Yale researchers Rex Ying, Leandros Tassiulas, and Hua Xu are pioneering a new framework to enhance the capabilities of large language models (LLMs) in specialized fields like telecommunications and medicine.

While large language models (LLMs) have transformed general language processing, they often struggle with domain-specific tasks, lacking the specialized knowledge and precision required in science and engineering. Additionally, LLMs are prone to "hallucinations," generating confident yet inaccurate responses. This is especially problematic in science and engineering applications where accuracy and reliability are crucial. To that end, the research team intends to create a new framework to enhance the capabilities of large language models in specialized fields like telecommunications and medicine.

The team's approach introduces a graph-based retrieval-augmented generation (RAG) technique, which allows LLMs to access domain-specific knowledge stored in graph structures, reducing hallucinations and improving response relevance by connecting related literature more precisely. By fine-tuning LLMs with this graph-based structure, the researchers aim to create models that not only understand technical content more accurately but also retain essential connections between documents. In addition to reducing errors, this method enhances the LLM's ability to process complex relationships within specialized topics. Initial applications will focus on assisting telecom engineers and biomedical professionals, enabling LLMs to support diagnostics, literature retrieval, and even patient education through reliable, expert-driven AI models.

AI for Engineered Wood Workshop
Awardee: Liangbing Hu (Electrical & Computer Engineering)

The "AI for Engineered Wood" workshop, part of Yale's Sustainable Materials Research Summit (SMART) 2025, will delve into the powerful role of artificial intelligence in advancing engineered wood. By convening experts from AI, materials science, environment, architecture, and environmental engineering, the workshop will foster collaboration to tackle sustainability, performance, and cost-effectiveness challenges in engineered wood.

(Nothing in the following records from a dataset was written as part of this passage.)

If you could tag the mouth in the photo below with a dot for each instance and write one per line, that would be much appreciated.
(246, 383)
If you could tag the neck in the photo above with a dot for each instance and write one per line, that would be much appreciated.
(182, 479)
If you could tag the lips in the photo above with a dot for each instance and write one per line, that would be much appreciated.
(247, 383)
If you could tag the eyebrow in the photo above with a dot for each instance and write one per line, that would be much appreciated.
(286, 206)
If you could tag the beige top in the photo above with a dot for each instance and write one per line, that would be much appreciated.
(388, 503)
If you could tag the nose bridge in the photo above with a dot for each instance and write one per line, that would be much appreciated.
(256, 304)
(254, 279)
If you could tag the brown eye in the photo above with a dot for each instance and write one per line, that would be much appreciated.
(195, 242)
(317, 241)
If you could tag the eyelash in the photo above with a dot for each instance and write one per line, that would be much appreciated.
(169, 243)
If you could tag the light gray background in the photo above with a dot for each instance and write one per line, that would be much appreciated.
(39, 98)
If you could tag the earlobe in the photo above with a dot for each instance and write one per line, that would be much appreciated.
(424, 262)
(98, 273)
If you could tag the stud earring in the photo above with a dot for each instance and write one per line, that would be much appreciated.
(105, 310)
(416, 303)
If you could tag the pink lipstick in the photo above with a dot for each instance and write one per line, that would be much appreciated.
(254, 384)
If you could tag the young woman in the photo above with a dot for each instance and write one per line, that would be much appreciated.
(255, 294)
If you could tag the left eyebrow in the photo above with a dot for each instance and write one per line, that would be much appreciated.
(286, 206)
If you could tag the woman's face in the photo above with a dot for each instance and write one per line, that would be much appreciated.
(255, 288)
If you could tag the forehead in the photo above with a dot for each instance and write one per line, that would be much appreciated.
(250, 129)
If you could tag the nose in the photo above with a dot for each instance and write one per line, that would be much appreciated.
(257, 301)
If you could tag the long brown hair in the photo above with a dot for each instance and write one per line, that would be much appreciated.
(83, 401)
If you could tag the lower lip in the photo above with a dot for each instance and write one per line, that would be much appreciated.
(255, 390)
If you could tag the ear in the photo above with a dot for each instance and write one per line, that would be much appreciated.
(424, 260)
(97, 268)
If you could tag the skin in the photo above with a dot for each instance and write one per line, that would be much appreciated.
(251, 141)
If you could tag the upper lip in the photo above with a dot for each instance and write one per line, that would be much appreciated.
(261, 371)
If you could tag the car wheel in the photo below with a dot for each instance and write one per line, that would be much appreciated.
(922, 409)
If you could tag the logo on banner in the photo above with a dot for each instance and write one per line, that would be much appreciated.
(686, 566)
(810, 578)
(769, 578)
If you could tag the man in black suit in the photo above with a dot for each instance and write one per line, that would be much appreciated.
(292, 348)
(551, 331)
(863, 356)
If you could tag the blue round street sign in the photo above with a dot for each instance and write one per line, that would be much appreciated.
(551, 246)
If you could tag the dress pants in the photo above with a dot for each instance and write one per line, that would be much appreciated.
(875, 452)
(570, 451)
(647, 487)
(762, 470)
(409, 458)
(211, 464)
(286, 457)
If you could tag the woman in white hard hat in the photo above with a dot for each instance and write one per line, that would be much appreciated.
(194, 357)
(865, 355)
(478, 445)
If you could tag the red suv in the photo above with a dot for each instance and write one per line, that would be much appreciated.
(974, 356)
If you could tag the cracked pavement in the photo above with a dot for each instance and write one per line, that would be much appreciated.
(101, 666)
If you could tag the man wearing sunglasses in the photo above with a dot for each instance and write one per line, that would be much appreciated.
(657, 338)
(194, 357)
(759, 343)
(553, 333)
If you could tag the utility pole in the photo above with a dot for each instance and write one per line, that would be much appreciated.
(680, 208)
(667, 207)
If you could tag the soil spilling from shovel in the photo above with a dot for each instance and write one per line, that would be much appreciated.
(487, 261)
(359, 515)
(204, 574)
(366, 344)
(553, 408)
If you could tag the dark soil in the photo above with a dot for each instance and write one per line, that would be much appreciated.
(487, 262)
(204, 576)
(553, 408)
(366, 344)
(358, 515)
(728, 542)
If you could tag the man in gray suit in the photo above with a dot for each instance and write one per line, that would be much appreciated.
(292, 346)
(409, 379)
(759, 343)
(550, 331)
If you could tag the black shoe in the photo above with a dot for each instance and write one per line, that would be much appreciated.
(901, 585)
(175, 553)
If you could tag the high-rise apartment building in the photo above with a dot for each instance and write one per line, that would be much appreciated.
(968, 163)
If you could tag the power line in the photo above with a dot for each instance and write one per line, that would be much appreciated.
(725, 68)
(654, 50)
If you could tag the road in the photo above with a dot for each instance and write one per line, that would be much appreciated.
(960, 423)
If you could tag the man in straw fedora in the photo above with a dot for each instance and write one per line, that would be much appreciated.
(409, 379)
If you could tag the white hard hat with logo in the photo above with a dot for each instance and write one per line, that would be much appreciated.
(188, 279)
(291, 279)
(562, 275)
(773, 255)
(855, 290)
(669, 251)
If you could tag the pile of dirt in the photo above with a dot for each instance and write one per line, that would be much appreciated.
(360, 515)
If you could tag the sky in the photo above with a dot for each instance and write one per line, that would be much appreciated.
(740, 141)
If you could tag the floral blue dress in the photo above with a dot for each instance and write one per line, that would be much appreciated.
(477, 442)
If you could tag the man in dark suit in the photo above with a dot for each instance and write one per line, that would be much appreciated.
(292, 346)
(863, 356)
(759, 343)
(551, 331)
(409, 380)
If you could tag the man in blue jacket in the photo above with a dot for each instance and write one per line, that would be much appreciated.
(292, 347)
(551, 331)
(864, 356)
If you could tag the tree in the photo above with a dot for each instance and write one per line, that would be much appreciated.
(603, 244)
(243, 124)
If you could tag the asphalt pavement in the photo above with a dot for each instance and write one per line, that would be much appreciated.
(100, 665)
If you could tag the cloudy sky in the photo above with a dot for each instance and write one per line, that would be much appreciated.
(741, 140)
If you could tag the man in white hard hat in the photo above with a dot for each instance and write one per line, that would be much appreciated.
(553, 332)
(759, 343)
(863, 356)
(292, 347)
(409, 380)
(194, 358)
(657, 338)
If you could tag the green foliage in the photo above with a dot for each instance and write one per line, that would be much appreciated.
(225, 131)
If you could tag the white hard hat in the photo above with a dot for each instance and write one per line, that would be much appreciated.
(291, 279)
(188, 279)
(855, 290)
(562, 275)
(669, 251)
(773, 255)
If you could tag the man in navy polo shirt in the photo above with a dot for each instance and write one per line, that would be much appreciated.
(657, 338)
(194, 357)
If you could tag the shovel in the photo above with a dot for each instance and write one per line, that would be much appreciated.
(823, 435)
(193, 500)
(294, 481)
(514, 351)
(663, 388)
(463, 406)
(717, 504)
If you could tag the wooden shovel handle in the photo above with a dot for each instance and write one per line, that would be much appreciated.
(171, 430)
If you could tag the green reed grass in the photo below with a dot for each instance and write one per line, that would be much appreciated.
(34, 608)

Key objectives include establishing a research roadmap for Yale, securing external funding, and enhancing Yale's leadership in AI-driven sustainability research. The workshop will demonstrate how AI can optimize the design, production, and application of wood-based materials, which are essential for reducing CO₂ emissions in the building sector.

The event will feature sessions on AI's impact in materials science, design optimization, and construction, followed by a panel on future directions in AI applications for engineered wood. With a distinguished lineup of speakers, the workshop will create pathways for impactful research partnerships, fostering technological advances that could reshape the sustainable building materials industry.

Multimodal Deep Learning Towards the Future of AI Workshop
Awardees: Alex Wong, Arman Cohan, Rex Ying (Computer Science) and Smita Krishnaswamy (School of Medicine/Computer Science)

This multi-PI-led workshop aims to drive innovation by exploring how AI can effectively integrate diverse data types – such as images, language, audio, and graphs – to tackle complex scientific and engineering challenges.

The workshop plans to bring together AI experts and domain specialists to bridge the gap between specialized knowledge and advanced AI methodologies. By leveraging insights from multiple data modalities, the event will encourage new approaches to enhance AI's capability in applications that span biology, chemistry, engineering, telecommunications, and beyond.

The program will include monthly seminars and an annual full-day event, combining keynotes, discussions, and collaborative sessions. The main goals are to foster communication between domain and AI experts, develop foundation models that can leverage multimodal data for robust solutions, and inspire the cross-application of deep-learning techniques across modalities. This initiative is positioned to empower Yale researchers to lead in developing next-generation AI models that can integrate and reason with multiple data types, setting a foundation for breakthroughs across a wide array of fields.